Dalam hadis di atas menjelaskan bahwa terdapat enam perkara yang dikhawatirkan Rasul saw. yang pada umat saat ini. Salah satunya adalah imârah as-sufahâ (kepemimpinan orang-orang dungu/bodoh). Imârah as-sufahâ disebut di urutan pertama karena boleh jadi perkara inilah yang paling dikhawatirkan oleh Nabi saw. terjadi atas umat ini. As-Sufahâ` merupakan bentuk jamak dari safîh yang artinya orang bodoh/dungu, kurang akal dan keahlian, ahlu al-hawa (biasa memperturutkan hawa nafsu), sembrono/gegabah serta buruk tindakan dan penilaiannya. Di dalam Islam, as-sufahâ` ini tidak boleh diberi kepercayan untuk mengelola sendiri hartanya seperti firman Allah SWT yang artinya :
“Dan janganlah kamu serahkan kepada orang-orang yang belum sempurna akalnya harta (mereka yang ada didalam kekuasaanmu) yang dijadikan Allah sebagai pokok kehidupan. Berilah mereka belanja dan pakaian (dari hasil harta itu) dan ucapkanlah kepada mereka kata-kata yang baik” (QS an-Nisa’ [4]: 5).

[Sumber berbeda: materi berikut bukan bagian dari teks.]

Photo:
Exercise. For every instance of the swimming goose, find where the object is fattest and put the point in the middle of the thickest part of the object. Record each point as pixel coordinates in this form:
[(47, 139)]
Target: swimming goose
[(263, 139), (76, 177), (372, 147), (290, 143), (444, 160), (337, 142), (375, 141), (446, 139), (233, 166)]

Oleh sebab itu, kepemimpinan penguasa manapun baik yang IQ-nya rendah maupun yang IQ-nya tinggi selagi tidak merujuk pada petunjuk dan Sunnah Nabi saw. bisa jadi terkategori sebagai imârah as-sufahâ`. Tegasnya, pemimpin yang meninggalkan petunjuk al-Quran dan as-Sunnah, seraya menjalankan sistem dan perundangan yang bukan syariah Islam, pada dasarnya itulah imârah as-sufahâ`. Untuk itu marilah kita lebih bijak dalam menentukan sosok pemimpin yang tentunya bisa amanah dalam kepemimpinannya, yang mampu mensejahterakan rakyatnya dan terlebih utama mampu menerapkan syariat islam dan as sunah sebagai pedoman dalam menjalankan kepemimpinannya. Dan semoga kita dijauhkan dari para pemimpin yang dicela sekaligus dikhawatirkan oleh Rasulullah saw. memimpin umat beliau. Wallahu a’lam bishawab...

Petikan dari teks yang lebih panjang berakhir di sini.